Iraqi Churches Targeted and Bombed

By Elijah M. Brown

According to CNN, over this last weekend “at least four people were killed and 32 wounded as six Baghdad-area churches were bombed within 24 hours.” (http://www.cnn.com/2009/WORLD/meast/07/12/iraq.violence/index.html?iref=newssearch)

St. Joseph’s church in western Baghdad was bombed as well as two churches in central Baghdad, two churches in eastern Baghdad, and one church in southern Baghdad.

In addition to the bombings, on Sunday morning, in the northern Iraqi city of Kirkuk approximately 150 miles north of Baghdad, assailants “using guns with silencers… opened fire on Rizko Aziz Nissan outside his home in central Kirkuk at 8:15 a.m. Nissan was an Iraqi Christian” and a local official.

On Monday morning, in the northern city of Mosul “a car bomb detonated near a church in the al-Faisaliya district [and] wound[ed] three children.” (http://www.cnn.com/2009/WORLD/meast/07/13/iraq.church.bombings/index.html?iref=newssearch)

Eight separate attacks. Three different towns. Three days of violence. And each attack specifically targeted churches or a local Christian official.

In the midst of all of the controversy surrounding the Iraq war, let us remember our Christian brothers and sisters who are suffering in Iraq. Though underreported and often overlooked, in recent years no other community in Iraq has suffered and been affected as much as the Christian community. The estimated one million Christian community has been repeatedly targeted, internally displaced, and forced to flee in fear of their lives.

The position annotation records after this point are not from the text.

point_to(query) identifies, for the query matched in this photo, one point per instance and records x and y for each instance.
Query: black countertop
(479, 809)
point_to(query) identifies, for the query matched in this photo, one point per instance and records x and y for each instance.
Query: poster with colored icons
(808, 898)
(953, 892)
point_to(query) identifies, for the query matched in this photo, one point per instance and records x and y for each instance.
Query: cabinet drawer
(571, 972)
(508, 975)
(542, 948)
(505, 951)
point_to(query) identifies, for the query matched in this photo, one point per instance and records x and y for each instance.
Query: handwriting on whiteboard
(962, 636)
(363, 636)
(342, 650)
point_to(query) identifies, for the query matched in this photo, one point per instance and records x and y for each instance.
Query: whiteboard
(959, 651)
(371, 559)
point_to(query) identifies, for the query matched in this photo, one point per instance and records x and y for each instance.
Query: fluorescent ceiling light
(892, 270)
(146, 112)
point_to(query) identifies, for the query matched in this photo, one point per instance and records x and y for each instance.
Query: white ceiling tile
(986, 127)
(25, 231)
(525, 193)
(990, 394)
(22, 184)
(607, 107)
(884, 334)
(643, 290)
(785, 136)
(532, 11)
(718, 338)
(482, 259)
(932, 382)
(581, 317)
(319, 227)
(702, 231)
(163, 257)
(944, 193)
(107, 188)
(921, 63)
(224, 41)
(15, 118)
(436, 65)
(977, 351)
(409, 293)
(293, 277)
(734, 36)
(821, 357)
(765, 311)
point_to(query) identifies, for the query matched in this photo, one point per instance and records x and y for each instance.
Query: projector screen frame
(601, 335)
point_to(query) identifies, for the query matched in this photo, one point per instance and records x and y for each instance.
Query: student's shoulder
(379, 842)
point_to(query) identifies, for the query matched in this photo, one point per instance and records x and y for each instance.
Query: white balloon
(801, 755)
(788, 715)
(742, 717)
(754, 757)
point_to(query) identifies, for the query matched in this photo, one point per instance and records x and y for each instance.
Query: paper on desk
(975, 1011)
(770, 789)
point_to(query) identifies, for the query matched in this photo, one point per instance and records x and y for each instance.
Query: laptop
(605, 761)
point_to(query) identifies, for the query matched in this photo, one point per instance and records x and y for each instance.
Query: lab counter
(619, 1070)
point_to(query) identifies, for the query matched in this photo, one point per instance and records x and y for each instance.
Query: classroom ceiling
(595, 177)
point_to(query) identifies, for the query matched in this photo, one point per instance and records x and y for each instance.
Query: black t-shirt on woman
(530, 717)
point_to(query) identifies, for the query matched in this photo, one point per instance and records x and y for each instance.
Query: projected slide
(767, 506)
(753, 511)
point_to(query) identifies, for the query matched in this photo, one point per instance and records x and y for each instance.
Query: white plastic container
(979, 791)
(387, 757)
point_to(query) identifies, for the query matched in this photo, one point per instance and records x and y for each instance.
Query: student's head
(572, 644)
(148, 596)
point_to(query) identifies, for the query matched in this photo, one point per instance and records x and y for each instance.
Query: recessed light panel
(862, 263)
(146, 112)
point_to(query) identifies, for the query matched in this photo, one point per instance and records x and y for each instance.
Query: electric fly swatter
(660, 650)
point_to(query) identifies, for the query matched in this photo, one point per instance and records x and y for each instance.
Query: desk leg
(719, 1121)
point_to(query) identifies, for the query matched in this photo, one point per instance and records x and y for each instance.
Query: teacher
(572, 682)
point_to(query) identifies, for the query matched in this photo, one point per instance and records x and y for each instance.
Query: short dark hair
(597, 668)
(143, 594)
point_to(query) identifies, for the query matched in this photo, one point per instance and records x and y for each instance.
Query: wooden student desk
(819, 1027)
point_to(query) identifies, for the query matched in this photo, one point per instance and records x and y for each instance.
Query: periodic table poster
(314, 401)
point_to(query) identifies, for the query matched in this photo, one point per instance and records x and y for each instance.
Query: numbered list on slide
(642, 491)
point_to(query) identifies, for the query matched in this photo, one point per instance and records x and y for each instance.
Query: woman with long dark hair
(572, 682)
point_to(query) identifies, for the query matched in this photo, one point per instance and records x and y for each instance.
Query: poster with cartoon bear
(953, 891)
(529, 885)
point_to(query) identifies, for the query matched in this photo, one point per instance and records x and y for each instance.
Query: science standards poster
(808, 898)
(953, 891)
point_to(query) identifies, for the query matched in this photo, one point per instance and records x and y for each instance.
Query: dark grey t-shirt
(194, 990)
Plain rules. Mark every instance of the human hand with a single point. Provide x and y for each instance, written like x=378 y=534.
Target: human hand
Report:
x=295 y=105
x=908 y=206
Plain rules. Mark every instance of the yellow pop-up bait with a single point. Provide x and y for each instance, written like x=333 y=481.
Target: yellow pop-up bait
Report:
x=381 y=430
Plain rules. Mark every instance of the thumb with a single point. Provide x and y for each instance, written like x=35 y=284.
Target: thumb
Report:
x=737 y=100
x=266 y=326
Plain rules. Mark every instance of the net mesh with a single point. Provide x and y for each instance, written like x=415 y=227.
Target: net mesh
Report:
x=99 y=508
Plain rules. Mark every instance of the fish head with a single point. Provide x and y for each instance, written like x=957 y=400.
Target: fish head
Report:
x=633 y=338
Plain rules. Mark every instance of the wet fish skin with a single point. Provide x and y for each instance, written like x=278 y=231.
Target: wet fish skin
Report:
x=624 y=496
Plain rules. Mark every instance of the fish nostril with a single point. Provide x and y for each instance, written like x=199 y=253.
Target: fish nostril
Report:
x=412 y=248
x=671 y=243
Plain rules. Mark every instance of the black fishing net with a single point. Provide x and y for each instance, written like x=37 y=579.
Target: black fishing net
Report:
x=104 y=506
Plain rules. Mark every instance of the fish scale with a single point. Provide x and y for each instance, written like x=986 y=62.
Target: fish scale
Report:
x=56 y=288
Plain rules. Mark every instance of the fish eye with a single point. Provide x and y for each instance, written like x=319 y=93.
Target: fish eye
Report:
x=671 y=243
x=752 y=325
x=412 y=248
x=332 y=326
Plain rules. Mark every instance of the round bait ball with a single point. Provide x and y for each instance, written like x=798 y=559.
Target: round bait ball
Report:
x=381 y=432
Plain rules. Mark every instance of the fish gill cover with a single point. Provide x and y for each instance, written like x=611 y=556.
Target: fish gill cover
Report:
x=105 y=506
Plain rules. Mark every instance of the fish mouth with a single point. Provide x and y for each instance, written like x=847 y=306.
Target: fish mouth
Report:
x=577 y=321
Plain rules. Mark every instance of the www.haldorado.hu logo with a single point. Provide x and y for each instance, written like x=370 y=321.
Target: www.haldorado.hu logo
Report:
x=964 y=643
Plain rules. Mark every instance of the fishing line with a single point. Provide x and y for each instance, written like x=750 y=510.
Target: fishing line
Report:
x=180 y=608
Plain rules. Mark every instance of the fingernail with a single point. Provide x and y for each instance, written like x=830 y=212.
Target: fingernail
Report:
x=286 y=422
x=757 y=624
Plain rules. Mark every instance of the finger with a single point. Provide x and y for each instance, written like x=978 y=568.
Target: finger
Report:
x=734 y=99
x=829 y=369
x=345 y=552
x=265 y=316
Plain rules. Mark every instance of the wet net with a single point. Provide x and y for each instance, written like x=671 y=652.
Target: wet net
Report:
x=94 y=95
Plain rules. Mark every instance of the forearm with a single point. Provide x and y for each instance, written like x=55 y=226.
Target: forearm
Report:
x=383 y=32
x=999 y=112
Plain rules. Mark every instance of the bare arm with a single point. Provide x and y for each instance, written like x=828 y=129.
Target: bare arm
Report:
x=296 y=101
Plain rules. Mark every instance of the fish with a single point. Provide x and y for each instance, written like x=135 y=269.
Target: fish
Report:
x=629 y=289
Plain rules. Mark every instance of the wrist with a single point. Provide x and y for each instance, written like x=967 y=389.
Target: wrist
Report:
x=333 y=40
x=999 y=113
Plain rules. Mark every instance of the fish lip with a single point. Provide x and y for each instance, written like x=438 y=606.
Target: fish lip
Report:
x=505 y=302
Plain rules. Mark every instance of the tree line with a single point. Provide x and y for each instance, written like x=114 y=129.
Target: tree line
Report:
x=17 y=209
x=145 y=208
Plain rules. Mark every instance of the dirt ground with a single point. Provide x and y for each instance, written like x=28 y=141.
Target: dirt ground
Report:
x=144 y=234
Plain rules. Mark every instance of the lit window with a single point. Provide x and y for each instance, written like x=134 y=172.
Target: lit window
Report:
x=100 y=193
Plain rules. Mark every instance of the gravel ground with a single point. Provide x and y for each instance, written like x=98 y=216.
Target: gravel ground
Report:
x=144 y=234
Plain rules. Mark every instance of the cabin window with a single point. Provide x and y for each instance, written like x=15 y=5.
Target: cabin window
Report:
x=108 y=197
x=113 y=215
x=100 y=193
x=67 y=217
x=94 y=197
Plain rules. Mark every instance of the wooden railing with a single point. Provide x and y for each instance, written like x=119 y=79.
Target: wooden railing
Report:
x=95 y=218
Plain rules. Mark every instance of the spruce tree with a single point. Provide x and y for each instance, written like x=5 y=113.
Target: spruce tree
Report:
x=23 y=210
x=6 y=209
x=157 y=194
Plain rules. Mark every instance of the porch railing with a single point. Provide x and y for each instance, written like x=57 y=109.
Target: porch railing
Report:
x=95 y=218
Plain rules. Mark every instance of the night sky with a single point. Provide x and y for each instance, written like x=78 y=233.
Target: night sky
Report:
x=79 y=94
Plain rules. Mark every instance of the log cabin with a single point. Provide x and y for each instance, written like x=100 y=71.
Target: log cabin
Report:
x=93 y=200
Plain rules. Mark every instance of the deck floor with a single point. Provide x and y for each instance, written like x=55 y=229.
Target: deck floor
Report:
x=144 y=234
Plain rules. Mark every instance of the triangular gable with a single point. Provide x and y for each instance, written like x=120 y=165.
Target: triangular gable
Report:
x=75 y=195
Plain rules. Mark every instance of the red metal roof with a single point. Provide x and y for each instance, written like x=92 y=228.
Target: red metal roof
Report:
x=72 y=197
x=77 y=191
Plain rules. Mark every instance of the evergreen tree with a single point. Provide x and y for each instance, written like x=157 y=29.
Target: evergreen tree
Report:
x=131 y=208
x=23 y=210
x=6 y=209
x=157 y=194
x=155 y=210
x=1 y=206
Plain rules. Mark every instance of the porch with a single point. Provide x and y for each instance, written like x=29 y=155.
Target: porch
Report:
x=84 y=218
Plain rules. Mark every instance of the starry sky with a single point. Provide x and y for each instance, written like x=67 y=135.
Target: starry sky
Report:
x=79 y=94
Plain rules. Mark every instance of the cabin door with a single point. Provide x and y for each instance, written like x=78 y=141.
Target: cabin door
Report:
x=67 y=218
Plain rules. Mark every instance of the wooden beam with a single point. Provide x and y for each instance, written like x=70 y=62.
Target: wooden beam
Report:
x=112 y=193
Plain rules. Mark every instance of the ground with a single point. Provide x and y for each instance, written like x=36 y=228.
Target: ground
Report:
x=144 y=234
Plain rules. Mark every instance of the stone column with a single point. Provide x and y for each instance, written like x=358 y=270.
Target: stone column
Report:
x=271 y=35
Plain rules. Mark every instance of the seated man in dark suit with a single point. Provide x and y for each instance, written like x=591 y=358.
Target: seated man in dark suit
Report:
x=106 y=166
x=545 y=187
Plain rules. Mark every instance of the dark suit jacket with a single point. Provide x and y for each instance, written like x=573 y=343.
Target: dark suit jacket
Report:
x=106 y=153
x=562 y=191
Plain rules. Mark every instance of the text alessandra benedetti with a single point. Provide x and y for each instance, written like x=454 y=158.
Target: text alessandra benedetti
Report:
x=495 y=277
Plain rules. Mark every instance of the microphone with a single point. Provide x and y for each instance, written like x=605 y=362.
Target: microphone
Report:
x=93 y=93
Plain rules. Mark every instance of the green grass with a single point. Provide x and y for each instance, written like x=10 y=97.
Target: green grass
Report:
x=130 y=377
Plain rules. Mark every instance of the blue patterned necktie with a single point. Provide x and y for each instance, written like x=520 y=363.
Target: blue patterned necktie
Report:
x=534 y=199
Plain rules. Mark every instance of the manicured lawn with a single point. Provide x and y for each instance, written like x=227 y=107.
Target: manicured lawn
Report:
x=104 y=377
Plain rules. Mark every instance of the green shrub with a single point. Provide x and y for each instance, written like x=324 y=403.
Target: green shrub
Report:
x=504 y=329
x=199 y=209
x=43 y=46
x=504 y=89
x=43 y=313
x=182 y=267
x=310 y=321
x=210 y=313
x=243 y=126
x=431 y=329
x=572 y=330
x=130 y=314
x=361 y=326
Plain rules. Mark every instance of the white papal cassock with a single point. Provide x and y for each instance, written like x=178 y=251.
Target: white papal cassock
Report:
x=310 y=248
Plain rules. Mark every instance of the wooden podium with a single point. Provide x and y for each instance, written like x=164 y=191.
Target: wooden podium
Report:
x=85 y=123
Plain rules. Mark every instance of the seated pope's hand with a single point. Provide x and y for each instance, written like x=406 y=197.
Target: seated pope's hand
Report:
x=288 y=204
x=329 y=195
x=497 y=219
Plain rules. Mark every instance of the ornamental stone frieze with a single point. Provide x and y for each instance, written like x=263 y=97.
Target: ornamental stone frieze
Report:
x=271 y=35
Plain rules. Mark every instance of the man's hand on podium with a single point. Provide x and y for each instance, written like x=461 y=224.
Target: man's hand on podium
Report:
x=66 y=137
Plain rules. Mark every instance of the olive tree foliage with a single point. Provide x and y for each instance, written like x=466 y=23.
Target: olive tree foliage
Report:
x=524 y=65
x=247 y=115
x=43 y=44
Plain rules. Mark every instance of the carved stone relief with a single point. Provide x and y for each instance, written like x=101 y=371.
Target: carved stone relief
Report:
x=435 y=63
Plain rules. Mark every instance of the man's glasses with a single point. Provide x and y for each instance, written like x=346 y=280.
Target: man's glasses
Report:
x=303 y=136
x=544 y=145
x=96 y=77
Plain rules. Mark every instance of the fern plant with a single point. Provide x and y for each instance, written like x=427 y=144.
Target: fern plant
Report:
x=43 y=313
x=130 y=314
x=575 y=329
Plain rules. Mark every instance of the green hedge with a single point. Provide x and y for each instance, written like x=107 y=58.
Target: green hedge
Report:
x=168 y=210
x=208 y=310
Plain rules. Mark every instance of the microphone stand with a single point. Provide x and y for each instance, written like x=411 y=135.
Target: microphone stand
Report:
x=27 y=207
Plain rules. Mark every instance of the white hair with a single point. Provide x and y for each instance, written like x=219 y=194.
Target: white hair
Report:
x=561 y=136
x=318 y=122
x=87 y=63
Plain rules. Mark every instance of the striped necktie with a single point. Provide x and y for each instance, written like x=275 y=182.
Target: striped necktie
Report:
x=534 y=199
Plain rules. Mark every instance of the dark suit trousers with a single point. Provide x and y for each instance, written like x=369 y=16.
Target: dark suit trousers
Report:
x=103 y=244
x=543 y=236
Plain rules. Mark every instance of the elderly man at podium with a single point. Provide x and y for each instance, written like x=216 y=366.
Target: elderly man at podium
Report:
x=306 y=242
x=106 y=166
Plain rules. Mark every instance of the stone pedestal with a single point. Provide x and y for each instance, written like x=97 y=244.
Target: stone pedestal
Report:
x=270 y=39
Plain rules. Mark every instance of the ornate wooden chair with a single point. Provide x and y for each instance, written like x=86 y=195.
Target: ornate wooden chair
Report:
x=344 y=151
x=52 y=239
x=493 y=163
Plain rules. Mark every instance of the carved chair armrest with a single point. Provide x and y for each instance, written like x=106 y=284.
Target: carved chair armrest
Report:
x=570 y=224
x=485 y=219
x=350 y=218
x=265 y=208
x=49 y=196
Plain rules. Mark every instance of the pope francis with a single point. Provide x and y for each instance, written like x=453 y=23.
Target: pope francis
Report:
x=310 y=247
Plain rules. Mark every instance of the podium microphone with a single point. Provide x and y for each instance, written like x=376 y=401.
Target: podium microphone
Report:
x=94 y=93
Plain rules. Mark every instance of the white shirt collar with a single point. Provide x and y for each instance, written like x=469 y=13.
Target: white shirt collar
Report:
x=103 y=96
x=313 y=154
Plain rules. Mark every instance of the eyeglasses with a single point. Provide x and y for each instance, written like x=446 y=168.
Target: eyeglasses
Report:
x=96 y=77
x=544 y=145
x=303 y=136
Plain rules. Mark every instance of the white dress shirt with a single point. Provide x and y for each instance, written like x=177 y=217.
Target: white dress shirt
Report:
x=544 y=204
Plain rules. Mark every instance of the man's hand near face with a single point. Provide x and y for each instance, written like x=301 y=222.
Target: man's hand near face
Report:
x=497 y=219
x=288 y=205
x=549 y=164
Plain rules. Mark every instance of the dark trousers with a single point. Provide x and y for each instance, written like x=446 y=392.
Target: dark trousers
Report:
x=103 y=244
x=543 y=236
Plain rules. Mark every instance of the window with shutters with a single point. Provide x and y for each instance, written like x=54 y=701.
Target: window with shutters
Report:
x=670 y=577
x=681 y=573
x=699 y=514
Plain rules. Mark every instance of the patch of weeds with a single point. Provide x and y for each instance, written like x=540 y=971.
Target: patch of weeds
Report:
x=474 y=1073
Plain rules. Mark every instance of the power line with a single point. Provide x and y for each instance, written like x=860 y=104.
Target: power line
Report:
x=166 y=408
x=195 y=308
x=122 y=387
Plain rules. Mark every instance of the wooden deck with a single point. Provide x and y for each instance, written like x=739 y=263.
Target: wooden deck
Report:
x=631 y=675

And the sad truth is that international Christians are more inclined to overlook or simply fail to engage with their persecuted brothers and sisters. There has never been a greater need to pursue international religious freedom and to actively stand in solidarity with those who are at the blunt end of discrimination, persecution and injustice. As we gather in our churches this week, would you hold a time of remembrance for the fallen and persecuted Christian brothers and sisters in Iraq?

Let us remember our brothers and sisters in Iraq.

And then, let us do more than just remember.